A compilation of Oram’s music was released in 2007, and an exhibition ‘Oramics to Electronica’ was held at the Science Museum in 2011, where Oram’s fragile machine was put on display and a virtual version of the machine allowed visitors to compose their own pieces. In 2016 a new edition of her book, An Individual Note of Music, Sound and Electronics, originally published in 1972, was released. Oram has been featured in radio and television documentaries, and in 2017 a play about her life and work premiered, live scored with electronic music, titled ‘Daphne Oram’s Wonderful World of Sound’. 2017 also saw the inauguration the of the Oram Awards, launched by the PRS (Performing Right Society) Foundation and the New BBC Radiophonic Workshop to celebrate ‘emerging artists in the fields of music, sound and related technologies in honour of Daphne Oram, and other pioneering women in music and sound.’

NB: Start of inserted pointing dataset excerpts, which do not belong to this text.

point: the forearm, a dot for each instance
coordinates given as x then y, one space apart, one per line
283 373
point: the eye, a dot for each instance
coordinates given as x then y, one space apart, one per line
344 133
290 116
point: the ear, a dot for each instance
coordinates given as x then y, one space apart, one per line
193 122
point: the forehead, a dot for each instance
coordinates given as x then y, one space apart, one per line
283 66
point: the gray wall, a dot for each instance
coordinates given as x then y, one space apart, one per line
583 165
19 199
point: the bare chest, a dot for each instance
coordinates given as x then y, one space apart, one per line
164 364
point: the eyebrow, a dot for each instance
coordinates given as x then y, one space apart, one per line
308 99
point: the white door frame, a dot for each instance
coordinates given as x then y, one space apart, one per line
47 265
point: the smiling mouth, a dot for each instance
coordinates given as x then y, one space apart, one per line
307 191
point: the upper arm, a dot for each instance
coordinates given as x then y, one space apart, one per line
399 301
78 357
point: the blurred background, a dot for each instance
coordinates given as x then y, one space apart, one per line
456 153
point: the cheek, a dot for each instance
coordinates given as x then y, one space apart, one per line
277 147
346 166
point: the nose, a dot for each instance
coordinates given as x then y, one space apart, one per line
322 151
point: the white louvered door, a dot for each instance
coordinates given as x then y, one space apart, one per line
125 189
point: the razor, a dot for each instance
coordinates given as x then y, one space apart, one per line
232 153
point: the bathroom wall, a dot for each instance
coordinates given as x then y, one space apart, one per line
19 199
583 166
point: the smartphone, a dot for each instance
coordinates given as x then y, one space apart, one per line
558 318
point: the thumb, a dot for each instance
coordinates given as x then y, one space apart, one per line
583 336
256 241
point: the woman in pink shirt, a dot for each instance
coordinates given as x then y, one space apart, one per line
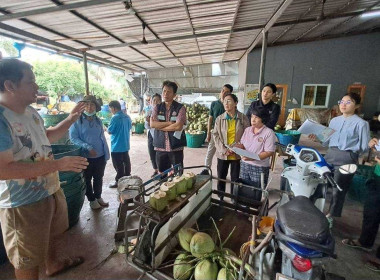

Daphne Oram is a pivotal figure in the development of electronic music and its applications, and it is most fitting that Canterbury Christ Church University has dedicated the new creative arts building to this woman of extraordinary vision and innovation where future generations of creators can hone and develop their skills, making their own trailblazing discoveries, under a roof bearing her name.

You can find out more about Daphne Oram here.

This article was published: 23 January 2023.

References

  1. ‘Obituary’, The Times Friday, 24 January 2003.